Proxy measures can be powerful tools for data projects who do not have the exact data they want, but know the outcome they are trying to achieve. Infant mortality rates, for example, are a direct measure of healthcare quality but are also a proxy for the economic and social welfare of a community. The unemployment rate is a direct measure of unemployment, but is also a proxy for the overall state of our economy.
Economists and other social scientists rate proxy variables based on their correlation with the thing being studied. This is methodologically dubious in some cases, as the very reason for using a proxy variable is that the actual value of the thing being studied is not known. A common example is happiness. While there are various indices of happiness, they are all an assembled cocktail of proxy variables. It isn’t that living in a place with low infant mortality causes euphoria, it’s that this is a factor that is generally included in happiness index calculations (partly because it in itself is a proxy for other things, like the availability of good hospital care).
Any time that a proxy variable is being used, a specific world view or set of values is being embedded in the data, the analysis, and the outcomes. There are basic assumptions about how well the proxy variable represents the information you’re looking for, even when mathematically tied to correlations. It’s also impossible to know if there might be a better proxy variable that you couldn’t think of from your perspective as a researcher.
Whether GDP is a good proxy for standard of living really depends on your place in the current world economic hierarchy.

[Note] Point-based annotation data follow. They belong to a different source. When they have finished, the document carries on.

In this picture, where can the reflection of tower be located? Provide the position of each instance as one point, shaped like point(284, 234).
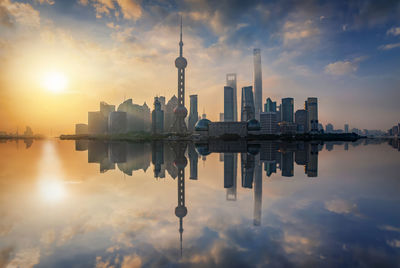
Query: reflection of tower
point(194, 160)
point(248, 164)
point(157, 158)
point(180, 112)
point(257, 193)
point(230, 175)
point(180, 162)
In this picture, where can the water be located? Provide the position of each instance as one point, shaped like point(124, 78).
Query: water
point(276, 204)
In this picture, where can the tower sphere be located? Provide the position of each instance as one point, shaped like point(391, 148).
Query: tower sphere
point(180, 62)
point(180, 111)
point(180, 212)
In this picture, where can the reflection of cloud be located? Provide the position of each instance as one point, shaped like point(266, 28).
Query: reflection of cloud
point(340, 206)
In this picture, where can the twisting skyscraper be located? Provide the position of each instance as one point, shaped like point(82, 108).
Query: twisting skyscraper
point(180, 111)
point(257, 82)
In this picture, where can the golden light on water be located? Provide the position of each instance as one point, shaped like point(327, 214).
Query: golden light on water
point(55, 81)
point(51, 185)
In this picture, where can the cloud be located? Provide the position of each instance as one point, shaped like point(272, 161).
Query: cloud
point(389, 46)
point(340, 206)
point(343, 67)
point(294, 31)
point(131, 10)
point(23, 14)
point(393, 31)
point(49, 2)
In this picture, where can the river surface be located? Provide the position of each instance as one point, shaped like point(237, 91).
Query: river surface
point(96, 204)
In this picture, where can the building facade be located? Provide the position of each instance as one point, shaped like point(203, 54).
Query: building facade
point(287, 110)
point(231, 82)
point(268, 122)
point(228, 103)
point(257, 82)
point(247, 109)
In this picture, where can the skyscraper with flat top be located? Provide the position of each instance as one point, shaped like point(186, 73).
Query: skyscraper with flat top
point(231, 82)
point(312, 114)
point(228, 104)
point(247, 110)
point(257, 82)
point(287, 110)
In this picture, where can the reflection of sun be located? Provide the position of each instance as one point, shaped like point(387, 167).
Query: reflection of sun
point(51, 185)
point(52, 189)
point(55, 82)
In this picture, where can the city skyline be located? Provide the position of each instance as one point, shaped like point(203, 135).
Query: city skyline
point(127, 52)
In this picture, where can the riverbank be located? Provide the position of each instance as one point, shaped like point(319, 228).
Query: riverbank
point(168, 137)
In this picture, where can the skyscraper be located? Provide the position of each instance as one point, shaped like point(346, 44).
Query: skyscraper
point(301, 120)
point(247, 109)
point(287, 110)
point(311, 106)
point(257, 82)
point(180, 112)
point(228, 104)
point(157, 118)
point(193, 115)
point(231, 82)
point(270, 106)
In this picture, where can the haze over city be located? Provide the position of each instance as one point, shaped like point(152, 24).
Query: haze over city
point(59, 59)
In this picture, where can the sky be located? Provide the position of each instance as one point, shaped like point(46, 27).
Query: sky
point(59, 58)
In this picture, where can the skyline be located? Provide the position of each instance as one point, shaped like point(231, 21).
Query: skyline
point(125, 51)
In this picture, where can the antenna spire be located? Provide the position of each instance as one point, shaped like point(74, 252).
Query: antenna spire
point(181, 42)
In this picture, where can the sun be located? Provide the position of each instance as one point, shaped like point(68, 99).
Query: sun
point(55, 81)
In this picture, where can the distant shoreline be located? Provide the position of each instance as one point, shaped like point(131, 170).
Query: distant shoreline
point(251, 137)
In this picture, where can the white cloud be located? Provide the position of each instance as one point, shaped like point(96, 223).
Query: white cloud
point(343, 67)
point(393, 31)
point(389, 46)
point(295, 31)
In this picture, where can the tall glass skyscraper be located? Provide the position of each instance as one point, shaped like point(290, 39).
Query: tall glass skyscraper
point(287, 110)
point(231, 82)
point(247, 110)
point(257, 82)
point(228, 104)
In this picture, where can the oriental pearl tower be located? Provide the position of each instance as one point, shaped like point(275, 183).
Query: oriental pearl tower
point(179, 125)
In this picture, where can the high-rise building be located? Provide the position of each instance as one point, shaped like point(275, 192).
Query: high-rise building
point(157, 118)
point(117, 122)
point(287, 110)
point(193, 115)
point(137, 116)
point(257, 82)
point(169, 113)
point(268, 122)
point(301, 120)
point(311, 107)
point(270, 106)
point(231, 82)
point(180, 112)
point(247, 109)
point(228, 104)
point(329, 128)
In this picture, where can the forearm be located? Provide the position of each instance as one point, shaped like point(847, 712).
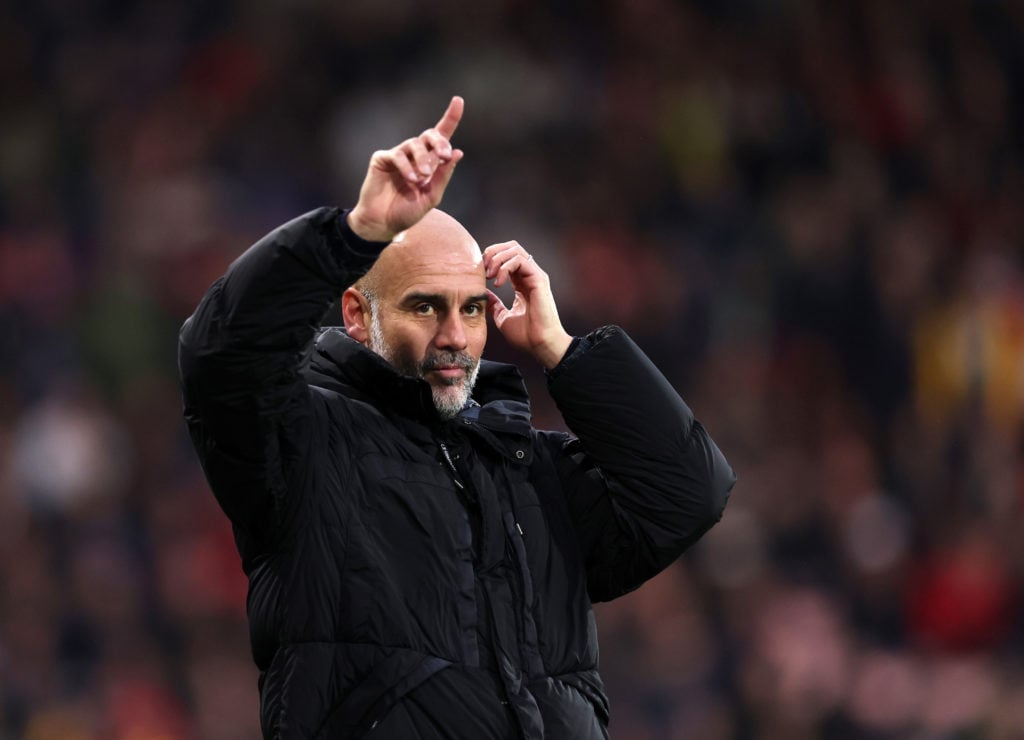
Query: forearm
point(663, 481)
point(273, 297)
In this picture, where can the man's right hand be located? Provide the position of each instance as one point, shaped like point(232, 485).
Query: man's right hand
point(403, 182)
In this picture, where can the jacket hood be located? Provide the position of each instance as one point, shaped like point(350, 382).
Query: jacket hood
point(500, 401)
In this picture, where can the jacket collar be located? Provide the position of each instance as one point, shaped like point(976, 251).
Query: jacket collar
point(500, 403)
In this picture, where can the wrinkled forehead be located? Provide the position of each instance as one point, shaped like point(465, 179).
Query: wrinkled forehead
point(436, 252)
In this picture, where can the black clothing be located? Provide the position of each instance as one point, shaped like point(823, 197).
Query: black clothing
point(419, 577)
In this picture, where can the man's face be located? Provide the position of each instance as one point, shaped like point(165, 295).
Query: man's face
point(418, 349)
point(428, 315)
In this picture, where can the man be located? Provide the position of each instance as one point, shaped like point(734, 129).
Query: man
point(421, 561)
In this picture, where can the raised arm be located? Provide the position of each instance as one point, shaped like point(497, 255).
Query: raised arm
point(242, 352)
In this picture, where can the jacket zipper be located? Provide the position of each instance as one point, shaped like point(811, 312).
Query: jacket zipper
point(452, 468)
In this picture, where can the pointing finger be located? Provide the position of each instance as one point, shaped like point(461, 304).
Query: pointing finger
point(450, 121)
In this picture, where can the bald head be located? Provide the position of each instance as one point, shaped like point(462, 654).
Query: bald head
point(437, 244)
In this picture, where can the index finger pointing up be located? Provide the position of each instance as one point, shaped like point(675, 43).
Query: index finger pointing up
point(450, 121)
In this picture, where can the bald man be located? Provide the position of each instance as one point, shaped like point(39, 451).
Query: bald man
point(421, 560)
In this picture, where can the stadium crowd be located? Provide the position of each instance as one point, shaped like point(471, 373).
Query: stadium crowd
point(809, 213)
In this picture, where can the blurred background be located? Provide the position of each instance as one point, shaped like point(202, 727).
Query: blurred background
point(809, 213)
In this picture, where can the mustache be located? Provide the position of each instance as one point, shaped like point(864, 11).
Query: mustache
point(437, 360)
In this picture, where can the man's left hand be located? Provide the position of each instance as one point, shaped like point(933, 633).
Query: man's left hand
point(531, 324)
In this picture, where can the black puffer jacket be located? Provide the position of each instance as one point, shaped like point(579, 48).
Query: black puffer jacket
point(418, 578)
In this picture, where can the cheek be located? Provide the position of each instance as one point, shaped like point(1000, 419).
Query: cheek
point(477, 340)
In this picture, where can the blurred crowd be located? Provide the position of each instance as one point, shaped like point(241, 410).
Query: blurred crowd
point(809, 213)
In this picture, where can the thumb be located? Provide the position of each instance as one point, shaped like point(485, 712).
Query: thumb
point(497, 307)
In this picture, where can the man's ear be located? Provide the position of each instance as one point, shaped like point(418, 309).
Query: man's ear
point(355, 312)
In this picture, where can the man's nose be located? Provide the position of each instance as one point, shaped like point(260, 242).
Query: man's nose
point(451, 333)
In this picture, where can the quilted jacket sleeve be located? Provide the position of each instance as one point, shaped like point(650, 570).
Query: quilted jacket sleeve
point(643, 479)
point(241, 355)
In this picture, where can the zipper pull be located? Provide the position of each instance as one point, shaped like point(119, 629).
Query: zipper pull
point(455, 472)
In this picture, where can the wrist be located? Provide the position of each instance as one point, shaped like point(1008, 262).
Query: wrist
point(550, 352)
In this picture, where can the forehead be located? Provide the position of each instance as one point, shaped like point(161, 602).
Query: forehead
point(437, 258)
point(443, 276)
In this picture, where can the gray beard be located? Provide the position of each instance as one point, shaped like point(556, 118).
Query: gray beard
point(449, 398)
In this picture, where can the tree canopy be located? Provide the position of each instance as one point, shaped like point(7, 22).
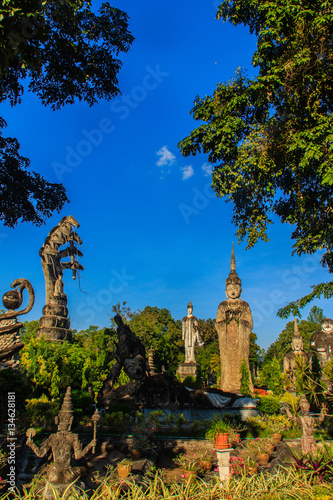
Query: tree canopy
point(270, 137)
point(66, 52)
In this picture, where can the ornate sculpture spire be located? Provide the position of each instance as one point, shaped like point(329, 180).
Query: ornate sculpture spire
point(55, 323)
point(67, 406)
point(297, 340)
point(233, 276)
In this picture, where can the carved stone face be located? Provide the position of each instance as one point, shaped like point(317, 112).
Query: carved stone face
point(135, 367)
point(327, 325)
point(12, 299)
point(297, 344)
point(233, 291)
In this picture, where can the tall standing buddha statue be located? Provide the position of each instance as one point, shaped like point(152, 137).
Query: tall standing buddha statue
point(234, 325)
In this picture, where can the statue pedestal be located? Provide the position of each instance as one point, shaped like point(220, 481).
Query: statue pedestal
point(187, 369)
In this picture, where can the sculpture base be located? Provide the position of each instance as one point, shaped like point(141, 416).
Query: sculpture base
point(50, 490)
point(187, 369)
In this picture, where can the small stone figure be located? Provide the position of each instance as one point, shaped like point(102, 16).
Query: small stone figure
point(10, 343)
point(191, 337)
point(130, 354)
point(307, 424)
point(151, 365)
point(63, 445)
point(190, 334)
point(322, 342)
point(290, 357)
point(234, 325)
point(54, 324)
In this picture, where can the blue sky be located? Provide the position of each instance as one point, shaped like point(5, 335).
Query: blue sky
point(153, 233)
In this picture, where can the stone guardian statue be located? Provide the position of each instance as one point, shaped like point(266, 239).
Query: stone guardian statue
point(64, 445)
point(234, 325)
point(290, 358)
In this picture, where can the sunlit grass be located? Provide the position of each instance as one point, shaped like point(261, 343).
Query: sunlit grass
point(286, 484)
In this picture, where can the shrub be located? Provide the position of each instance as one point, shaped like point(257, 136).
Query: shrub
point(245, 379)
point(269, 405)
point(116, 421)
point(41, 412)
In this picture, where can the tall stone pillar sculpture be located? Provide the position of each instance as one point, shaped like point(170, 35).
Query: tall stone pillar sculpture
point(191, 337)
point(321, 342)
point(10, 343)
point(54, 324)
point(233, 325)
point(290, 357)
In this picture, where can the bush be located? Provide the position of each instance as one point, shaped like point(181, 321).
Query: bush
point(41, 412)
point(269, 405)
point(245, 379)
point(117, 421)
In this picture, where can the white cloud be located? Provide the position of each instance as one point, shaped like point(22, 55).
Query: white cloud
point(166, 157)
point(187, 172)
point(208, 169)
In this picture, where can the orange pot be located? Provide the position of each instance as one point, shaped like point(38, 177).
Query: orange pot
point(205, 465)
point(124, 470)
point(221, 441)
point(277, 437)
point(263, 458)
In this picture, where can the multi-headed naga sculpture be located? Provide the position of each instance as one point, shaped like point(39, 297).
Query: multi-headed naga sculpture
point(10, 343)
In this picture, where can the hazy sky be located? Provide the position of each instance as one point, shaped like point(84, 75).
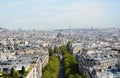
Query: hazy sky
point(59, 14)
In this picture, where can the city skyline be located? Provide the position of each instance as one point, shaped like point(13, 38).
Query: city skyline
point(59, 14)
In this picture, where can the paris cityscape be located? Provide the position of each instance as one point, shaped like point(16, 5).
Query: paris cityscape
point(59, 39)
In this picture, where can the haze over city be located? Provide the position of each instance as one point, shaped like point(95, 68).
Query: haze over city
point(59, 14)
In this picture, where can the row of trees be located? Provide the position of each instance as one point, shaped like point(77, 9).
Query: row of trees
point(51, 70)
point(15, 74)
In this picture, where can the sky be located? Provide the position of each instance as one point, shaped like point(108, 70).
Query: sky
point(59, 14)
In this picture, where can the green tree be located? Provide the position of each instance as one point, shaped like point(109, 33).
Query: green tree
point(12, 73)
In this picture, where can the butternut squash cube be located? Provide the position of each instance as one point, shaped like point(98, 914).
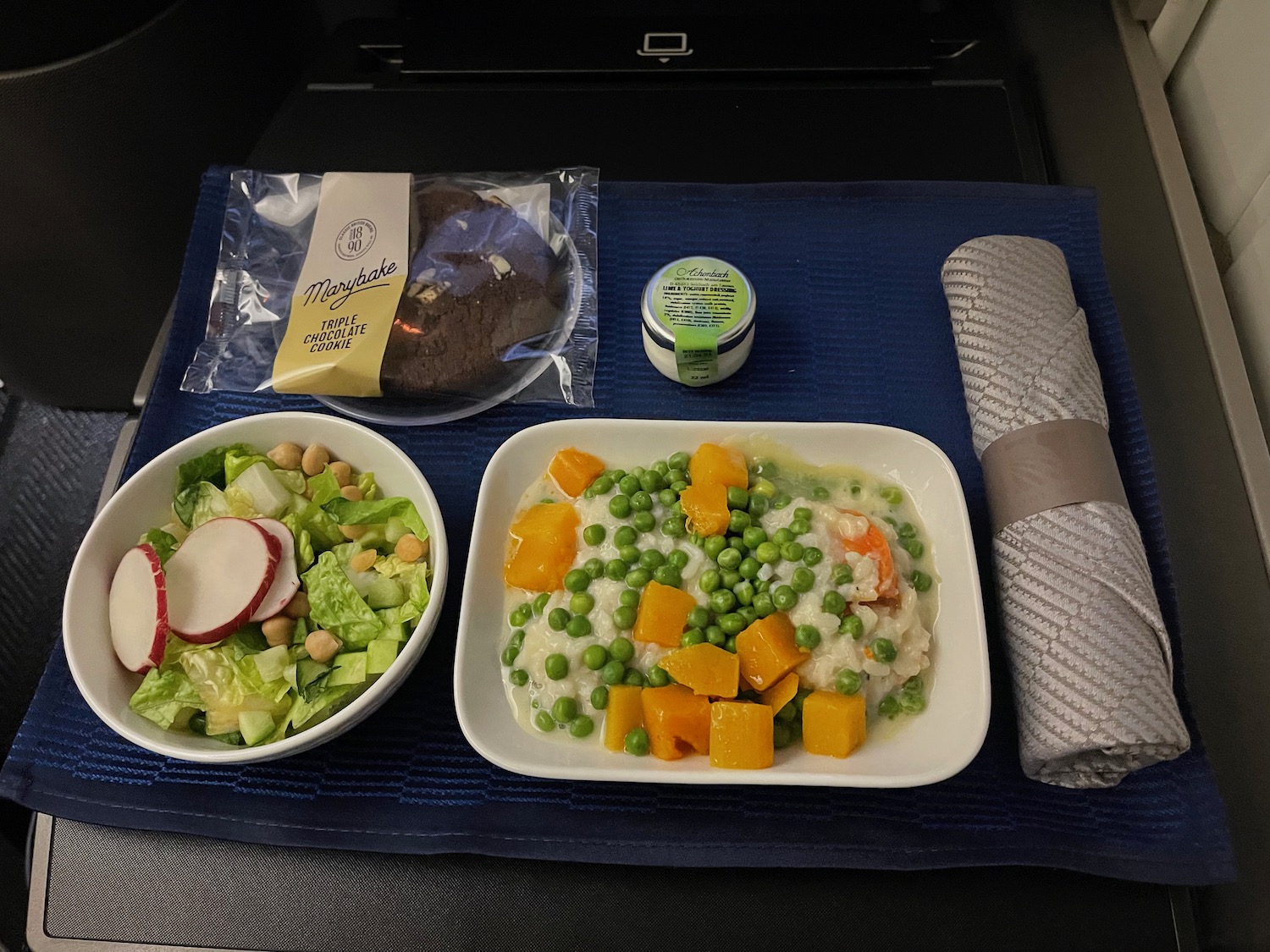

Whether home value is a good proxy for socioeconomic status really depends on whether you believe in a certain, very specific idea about a ‘correct’ life trajectory. I know many high income long-term renters.
Whether making decisions independently or jointly is a better proxy for empowerment really depends on your attitudes towards power and relationships.
Whether the number of violent crimes reported to the police or the number of crimes that are self-reported on a survey is a better proxy for community violent crime rate depends a lot on your views of crime and law enforcement.
All of these proxies are currently being used in data projects today.
So, what to do with proxies? You’re still going to need to use them. The way to infuse an equity lens into the process is being very transparent about the fact that you’re using them and explaining your reasoning. You also need to spend time actively deciding whether the proxies you’re using are actually measuring what you need to measure – and from whose point of view.